Post
by Abd » Thu Mar 14, 2019 9:34 pm
I was searching for information about the outage, and an outage site reported it was up. It was, and is. Someone had already breathlessly reported it as defunct on Wikipedia.
What is phenomenal is how Wikipedia continues to sit with a radically inefficient process, that wastes enormous time on what would be obvious decisions for any responsible publisher. That inefficiency is the strongest reason for the decay of Wikipedia, it burns users out.
Wikipedia, in the reliable source standards, knows the elements that make for (relative) reliability: known publishers with a reputation to protect. However, the fixation on anonymous editing, and the confusion between this (a good thing, at a 'suggestion" level) and responsible administration (where anonymity is an invitation to abuse), seems never to have occurred to the community, or, if it did, the idea was immediately terminated with extreme prejudiced and salted.
Because the basic structural issues were not addressed in setting up wikipediocracy, it replicated very similar problems: star chanber process, no development of community structure that could actually find genuine consensus with efficiency, a Luddite dislike of reasoned and evidenced discussion, and preference for snark and lulz -- if by insiders. If by an outsider, off with his head!
That's fine for a neighborhood saloon, as I used to call Wikipedia Review, but not for an project attempting to reform Wikipedia. The WPO principle appeared to be "Wikipediots are stupid," but they were not smarter.
The idea seemed to be that if free discussion is allowed, truth and understanding will automatically appear. There is a kind of truth to that, but it would require a civil environment and strong minority protection. And then, because free discussion irritates some, anyone unpopular -- say for "writing too much" -- was banned, without warning. (Even though it is trivial to suppress display of a disliked author.) Star chamber process, no accountability, no protective structures, and, apparently, nobody cared.
I began the process of abandoning my work on WMF wikis when I found that nobody in the meta community cared that stewards were hiding their actions, using suppression ("oversighting") of material, from public logs, that would be completely harmless if there were no misbehavior, and misbehavior had not been alleged in what they hid. Just lists of global locks, sorted by category and acting steward, 5000 locks over a three month period.

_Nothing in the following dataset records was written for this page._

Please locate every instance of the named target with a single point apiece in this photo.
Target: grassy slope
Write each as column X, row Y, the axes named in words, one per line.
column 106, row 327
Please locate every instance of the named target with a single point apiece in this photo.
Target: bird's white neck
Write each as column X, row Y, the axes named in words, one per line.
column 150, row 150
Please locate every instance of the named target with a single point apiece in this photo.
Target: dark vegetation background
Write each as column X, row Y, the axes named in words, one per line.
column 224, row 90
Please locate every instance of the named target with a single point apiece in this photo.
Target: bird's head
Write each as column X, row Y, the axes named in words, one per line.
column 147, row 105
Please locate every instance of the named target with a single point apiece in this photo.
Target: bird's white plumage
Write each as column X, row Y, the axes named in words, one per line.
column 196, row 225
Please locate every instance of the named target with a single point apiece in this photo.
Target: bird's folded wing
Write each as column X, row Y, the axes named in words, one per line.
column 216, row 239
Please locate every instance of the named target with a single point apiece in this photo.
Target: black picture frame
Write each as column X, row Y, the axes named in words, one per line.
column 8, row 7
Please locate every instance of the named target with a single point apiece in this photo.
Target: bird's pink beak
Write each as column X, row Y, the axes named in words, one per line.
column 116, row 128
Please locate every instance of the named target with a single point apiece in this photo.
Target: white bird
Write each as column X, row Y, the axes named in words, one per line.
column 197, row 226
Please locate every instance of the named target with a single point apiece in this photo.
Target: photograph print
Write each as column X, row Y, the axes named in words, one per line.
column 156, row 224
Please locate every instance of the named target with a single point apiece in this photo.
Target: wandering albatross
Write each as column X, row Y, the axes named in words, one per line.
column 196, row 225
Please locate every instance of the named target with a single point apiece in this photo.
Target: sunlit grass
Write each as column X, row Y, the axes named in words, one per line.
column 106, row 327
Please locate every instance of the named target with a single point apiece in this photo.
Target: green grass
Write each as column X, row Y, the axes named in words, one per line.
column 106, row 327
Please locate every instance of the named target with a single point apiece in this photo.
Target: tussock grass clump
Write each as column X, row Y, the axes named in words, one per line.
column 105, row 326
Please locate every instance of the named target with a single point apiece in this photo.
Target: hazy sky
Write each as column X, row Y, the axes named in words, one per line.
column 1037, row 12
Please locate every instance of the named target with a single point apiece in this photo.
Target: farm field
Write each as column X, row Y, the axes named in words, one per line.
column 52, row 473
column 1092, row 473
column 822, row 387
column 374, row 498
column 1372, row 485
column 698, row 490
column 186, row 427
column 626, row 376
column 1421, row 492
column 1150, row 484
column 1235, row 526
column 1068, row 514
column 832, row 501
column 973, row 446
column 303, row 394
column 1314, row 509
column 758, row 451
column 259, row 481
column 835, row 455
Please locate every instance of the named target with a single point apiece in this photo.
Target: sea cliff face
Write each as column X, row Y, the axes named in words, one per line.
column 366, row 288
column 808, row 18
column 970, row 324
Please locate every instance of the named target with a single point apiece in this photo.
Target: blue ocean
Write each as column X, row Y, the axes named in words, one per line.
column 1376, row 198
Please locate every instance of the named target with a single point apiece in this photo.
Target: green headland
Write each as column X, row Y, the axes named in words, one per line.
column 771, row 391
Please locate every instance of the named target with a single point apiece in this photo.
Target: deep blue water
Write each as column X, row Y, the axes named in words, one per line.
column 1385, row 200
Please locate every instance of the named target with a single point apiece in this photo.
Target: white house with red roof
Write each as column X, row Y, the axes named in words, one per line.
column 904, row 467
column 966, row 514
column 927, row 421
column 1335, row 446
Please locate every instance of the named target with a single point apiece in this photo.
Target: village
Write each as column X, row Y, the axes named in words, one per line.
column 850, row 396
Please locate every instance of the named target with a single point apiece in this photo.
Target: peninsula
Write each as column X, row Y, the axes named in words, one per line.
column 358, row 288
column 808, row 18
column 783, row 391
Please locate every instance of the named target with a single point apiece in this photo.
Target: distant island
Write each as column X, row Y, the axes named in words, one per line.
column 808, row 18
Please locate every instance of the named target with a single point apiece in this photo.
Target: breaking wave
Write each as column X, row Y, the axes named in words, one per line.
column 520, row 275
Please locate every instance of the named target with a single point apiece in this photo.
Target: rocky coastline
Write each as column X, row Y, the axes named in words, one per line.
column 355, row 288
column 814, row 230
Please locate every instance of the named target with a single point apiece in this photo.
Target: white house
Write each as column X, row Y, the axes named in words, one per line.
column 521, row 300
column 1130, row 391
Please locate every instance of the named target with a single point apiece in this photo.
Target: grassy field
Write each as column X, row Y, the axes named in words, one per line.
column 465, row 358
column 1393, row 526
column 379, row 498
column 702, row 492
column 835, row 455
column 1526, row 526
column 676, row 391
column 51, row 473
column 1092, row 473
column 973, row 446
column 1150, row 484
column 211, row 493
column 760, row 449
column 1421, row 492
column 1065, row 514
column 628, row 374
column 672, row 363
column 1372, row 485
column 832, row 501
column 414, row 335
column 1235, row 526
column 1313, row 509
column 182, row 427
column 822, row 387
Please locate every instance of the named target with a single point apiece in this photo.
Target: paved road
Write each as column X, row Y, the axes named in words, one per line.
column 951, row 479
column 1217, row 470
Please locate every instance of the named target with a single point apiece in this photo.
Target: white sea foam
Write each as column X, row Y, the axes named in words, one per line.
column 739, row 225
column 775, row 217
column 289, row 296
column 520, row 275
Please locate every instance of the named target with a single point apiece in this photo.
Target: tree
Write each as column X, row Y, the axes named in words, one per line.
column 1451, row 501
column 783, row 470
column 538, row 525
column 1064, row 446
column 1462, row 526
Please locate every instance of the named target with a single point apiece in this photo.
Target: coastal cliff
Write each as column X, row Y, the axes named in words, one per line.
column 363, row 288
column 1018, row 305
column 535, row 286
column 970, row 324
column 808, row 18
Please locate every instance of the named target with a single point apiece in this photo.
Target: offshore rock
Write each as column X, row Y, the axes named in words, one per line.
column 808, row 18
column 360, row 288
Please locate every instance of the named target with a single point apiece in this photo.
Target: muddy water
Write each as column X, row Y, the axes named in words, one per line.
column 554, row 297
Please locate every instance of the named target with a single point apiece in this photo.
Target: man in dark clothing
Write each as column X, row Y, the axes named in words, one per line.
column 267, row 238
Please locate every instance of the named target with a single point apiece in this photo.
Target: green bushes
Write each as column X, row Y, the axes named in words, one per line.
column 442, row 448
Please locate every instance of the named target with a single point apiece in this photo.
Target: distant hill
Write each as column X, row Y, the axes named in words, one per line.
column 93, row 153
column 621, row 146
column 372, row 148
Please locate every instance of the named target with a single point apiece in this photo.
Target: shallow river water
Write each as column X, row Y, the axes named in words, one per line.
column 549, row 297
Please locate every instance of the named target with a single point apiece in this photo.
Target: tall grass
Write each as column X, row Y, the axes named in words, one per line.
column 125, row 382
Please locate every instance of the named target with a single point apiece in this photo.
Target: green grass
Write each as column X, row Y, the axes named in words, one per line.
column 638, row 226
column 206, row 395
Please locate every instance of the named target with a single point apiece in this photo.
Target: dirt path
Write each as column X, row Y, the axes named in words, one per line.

(Locking was a quick-and-dirty tool developed for dealing with massive spam, and implemented with promises that it would not be used beyond that. Most of the 5000 locks were just that, though it had crept below "massive," they were using login wiki to detect spam user registration and whacking them without any edits, which once in a while was an error -- but they quickly corrected it. So the usage, was, my view, proper. But then there was one steward, who had issued the only possibly abusive locks, based on personal animosity. The reality was that the only 5 locks in 5000 that looked like this were his, and he had only issued a relatively small number of locks. So, yes, the data made him look bad, he stood out like a sore thumb, if anyone looked. I didn't have to accuse him of anything. And there were stewards following that project, who did not object. But who also did not stand for community oversight when push came to shove. Gotta support the other stewards! It's quite like police abuse. The problem is not so much the bad apples, but "good people" who stand by and do nothing.)
I abandoned investing work in Wikiversity when I discovered that a sysop could block a user for extremely mild "criticism," hardly even that, and nobody cared. It was a sign to me that the protections of an awake community had evaporated, so contributing content there had become hazardous. And that is how communities fail, not with a bang, but with a whimper.